Le domaine, unique grand ensemble de l’Ancien Régime conservé dans son intégralité, a subi des transformations majeures après la Révolution et la Commune de Paris (1871). Les bâtiments actuels mêlent des éléments anciens – comme le nymphée italien (XVIIe siècle), le bassin circulaire (XVIIIe siècle) et un passage voûté du XVIe siècle – à des reconstructions postérieures, dont la grande chapelle néo-classique (1898-1901) ornée de vitraux de Félix Gaudin. Le site abrite aussi des vestiges historiques, comme les cellules de l’archevêque Georges Darboy et du séminariste Paul Seigneret, fusillés en 1871, reconstituées dans la crypte.
Classé et inscrit aux monuments historiques en 1995-1996, le séminaire reste un lieu de formation interdiocésaine, dirigé par la Compagnie des prêtres de Saint-Sulpice. Son parc, ses chapelles (Notre-Dame-de-Toutes-Grâces, Lorette, Solitude) et son nymphée, où eurent lieu les débats entre Fénelon et Bossuet, témoignent de son rôle intellectuel et spirituel depuis quatre siècles.
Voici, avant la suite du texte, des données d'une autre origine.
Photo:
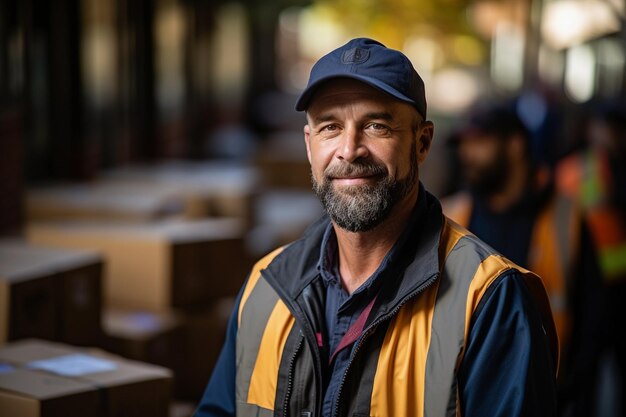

Le domaine a également accueilli des personnalités marquantes, comme Ernest Renan ou le cardinal de Fleury, et forme aujourd’hui des séminaristes de plusieurs diocèses français et étrangers.
L’histoire du séminaire est aussi liée à des événements tragiques : la destruction partielle pendant la Commune, la relocation forcée depuis Paris en 1905 (loi de séparation des Églises et de l’État), et la mémoire des ecclésiastiques morts durant la Première Guerre mondiale, honorés par un monument érigé vers 1920. Malgré ces bouleversements, le site a préservé son unité architecturale et son rayonnement, comme en attestent ses restaurations récentes et son classement patrimonial.
Parmi les éléments remarquables, le tunnel du XVIe siècle, reliant le bâtiment principal au pavillon de Lorette, et l’édicule Saint-Joseph, classé avec le passage souterrain sous la rue Minard, soulignent l’ingéniosité des aménagements anciens. Les pierres utilisées pour les reconstructions du XIXe siècle proviennent des carrières de Clamart, tandis que les vitraux de la grande chapelle, œuvres de Léon Tournel, illustrent l’art sacré de l’époque. Le séminaire reste un symbole de la continuité religieuse et culturelle en Île-de-France.